Uploaded by MicrosoftResearch on Aug 11, 2011

"We present KinectFusion, a system that takes live depth data from a moving depth camera and in real-time creates high-quality 3D models. The system allows the user to scan a whole room and its contents within seconds.

"As the space is explored, new views of the scene and objects are revealed and these are fused into a single 3D model. The system continually tracks the 6DOF pose of the camera (((That would be "six degrees of freedom" of camera movement, meaning up-down, north-south, east-west, plus roll, pitch and yaw ))) and rapidly builds a volumetric representation of arbitrary scenes.

"Our technique for tracking is directly suited to the point-based depth data of Kinect, and requires no feature extraction or feature tracking. Once the 3D pose of the camera is known, each depth measurement from the sensor can be integrated into a volumetric representation.

"We describe the benefits of this representation over mesh-based approaches. (((It's not enough that they're doing it, it's also gotta be better than some other method. But if you COMBINE six or seven registration methods, all in real-time, you might get superior results.)))

"In particular, the representation implicitly encodes predictions of the geometry of surfaces within a scene, which can be extracted readily from the volume. (((In other words it's partly fictional, which is interesting in itself – imagine household robots trawling through sets of hypotheses.)))

"As the camera moves through the scene, new depth data can be added or removed from this volumetric representation, continually refining the 3D model acquired. (((So it oughta shape up pretty good after a year or so.)))

"We describe novel GPU-based implementations for both camera tracking and surface reconstruction. These take two well-understood methods from the computer vision and graphics literature as a starting point, defining new instantiations designed specifically for parallelizable GPGPU hardware. This allows for interactive real-time rates that have not previously been demonstrated. (((Makes one wonder what happens when you ship the hardware problem out to the cloud.)))

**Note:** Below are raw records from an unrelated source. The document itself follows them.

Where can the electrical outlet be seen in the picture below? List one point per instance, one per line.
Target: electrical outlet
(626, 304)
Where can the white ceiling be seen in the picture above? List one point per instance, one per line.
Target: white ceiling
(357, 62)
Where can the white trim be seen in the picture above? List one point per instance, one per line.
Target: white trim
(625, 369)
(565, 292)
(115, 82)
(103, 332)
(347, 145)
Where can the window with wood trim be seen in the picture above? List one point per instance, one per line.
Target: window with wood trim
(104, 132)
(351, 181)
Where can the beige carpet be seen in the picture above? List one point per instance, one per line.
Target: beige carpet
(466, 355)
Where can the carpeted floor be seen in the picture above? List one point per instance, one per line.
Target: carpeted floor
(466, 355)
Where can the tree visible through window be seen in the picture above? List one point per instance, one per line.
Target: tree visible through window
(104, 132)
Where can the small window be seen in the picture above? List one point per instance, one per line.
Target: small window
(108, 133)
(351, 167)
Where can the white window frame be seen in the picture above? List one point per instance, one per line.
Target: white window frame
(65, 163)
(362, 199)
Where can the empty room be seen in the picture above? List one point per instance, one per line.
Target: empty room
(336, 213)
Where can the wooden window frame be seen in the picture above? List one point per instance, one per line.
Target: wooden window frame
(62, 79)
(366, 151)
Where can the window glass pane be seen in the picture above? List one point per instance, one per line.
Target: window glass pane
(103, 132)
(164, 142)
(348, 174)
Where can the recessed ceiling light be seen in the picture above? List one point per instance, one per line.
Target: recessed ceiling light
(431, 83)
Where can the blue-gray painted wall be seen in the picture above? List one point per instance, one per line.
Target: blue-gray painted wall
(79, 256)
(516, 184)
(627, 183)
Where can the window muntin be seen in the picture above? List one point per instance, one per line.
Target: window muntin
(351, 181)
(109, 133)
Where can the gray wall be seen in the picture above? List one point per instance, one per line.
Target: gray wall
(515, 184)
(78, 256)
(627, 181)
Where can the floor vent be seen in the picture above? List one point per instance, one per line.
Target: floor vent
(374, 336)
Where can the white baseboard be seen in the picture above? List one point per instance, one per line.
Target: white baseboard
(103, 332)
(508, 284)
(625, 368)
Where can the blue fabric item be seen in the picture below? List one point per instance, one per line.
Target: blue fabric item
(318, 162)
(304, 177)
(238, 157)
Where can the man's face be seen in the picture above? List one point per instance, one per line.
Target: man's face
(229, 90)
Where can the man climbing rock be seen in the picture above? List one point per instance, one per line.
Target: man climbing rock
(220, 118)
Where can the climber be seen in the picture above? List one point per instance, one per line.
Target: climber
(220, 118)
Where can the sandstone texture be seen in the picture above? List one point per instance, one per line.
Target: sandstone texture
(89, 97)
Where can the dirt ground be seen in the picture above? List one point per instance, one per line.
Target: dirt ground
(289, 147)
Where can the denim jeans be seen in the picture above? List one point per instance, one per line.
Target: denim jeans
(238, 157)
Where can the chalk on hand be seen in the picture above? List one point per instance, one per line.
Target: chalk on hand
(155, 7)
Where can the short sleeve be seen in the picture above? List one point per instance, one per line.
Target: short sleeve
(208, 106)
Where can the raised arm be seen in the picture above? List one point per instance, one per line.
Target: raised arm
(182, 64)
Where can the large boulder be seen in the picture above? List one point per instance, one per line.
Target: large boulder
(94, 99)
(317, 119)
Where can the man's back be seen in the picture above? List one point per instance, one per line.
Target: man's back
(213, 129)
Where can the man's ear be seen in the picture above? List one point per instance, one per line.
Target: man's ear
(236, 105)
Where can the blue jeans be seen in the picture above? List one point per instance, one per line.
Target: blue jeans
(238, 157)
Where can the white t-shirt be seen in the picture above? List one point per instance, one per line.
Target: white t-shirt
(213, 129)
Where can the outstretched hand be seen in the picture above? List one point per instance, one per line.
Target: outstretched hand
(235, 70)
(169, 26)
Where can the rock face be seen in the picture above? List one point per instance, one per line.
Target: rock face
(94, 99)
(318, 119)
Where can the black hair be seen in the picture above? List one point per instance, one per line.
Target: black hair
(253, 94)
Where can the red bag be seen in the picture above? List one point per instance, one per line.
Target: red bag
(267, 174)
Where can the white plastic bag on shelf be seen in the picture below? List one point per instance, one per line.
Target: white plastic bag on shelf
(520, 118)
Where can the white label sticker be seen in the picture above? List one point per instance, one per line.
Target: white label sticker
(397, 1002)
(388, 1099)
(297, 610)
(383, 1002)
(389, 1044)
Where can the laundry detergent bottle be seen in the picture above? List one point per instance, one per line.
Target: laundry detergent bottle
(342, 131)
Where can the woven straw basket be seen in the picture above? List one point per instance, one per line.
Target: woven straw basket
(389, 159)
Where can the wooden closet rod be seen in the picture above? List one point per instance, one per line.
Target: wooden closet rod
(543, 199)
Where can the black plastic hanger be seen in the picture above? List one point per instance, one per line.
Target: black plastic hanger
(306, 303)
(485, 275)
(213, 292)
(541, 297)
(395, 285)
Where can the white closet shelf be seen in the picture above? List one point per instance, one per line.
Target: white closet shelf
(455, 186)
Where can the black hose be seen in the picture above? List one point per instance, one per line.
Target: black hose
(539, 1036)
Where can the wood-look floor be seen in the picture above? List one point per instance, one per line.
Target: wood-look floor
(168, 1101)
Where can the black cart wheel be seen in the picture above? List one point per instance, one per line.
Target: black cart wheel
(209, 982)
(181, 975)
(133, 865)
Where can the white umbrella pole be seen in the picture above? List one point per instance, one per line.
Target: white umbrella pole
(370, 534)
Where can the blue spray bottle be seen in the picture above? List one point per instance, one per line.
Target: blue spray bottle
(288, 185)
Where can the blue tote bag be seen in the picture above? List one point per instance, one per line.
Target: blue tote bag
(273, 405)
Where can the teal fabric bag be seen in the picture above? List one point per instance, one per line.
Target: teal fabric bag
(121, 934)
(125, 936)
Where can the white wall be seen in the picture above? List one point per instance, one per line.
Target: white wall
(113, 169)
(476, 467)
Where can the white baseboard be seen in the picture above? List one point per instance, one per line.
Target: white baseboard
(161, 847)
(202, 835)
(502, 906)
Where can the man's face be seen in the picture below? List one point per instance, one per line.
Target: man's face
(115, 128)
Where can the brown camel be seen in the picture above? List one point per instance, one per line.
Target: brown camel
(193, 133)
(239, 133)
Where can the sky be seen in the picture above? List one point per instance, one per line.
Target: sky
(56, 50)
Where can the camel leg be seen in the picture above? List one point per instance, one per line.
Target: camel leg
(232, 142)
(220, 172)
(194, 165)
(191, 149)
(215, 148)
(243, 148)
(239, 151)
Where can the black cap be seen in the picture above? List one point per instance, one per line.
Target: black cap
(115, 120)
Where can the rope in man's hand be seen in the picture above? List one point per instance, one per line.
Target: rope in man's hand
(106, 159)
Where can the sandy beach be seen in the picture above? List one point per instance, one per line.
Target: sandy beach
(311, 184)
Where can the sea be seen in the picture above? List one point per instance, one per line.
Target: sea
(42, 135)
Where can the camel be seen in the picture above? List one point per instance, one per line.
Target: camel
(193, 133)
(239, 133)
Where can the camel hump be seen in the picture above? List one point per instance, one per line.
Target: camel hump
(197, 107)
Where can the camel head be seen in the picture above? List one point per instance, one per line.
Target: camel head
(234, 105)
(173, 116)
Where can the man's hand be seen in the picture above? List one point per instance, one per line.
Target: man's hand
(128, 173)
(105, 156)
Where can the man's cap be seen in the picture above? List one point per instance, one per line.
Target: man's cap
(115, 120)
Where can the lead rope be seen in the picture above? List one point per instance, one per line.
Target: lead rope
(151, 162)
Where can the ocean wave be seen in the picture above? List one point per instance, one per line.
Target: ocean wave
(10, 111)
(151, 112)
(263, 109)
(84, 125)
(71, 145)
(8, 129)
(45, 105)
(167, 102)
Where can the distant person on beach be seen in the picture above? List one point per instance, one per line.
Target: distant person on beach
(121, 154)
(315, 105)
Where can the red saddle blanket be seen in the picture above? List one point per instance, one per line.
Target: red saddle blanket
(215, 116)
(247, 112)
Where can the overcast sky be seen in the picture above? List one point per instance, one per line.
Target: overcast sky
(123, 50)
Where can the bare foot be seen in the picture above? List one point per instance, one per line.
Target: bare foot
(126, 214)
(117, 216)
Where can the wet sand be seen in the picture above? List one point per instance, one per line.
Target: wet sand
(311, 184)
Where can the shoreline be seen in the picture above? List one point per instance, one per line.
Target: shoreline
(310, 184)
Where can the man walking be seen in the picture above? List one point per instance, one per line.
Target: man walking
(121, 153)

"We demonstrate the interactive possibilities enabled when high-quality 3D models can be acquired in real-time, including: extending multi-touch interactions to arbitrary surfaces; ((("just click on that wall there"))) advanced features for augmented reality; ((("welcome to my daemon-haunted living room"))) real-time physics simulations of the dynamic model; ((("don't fall down those stairs"))) novel methods for segmentation and tracking of scanned objects." ((("Microsoft Bing for lost shoes.")))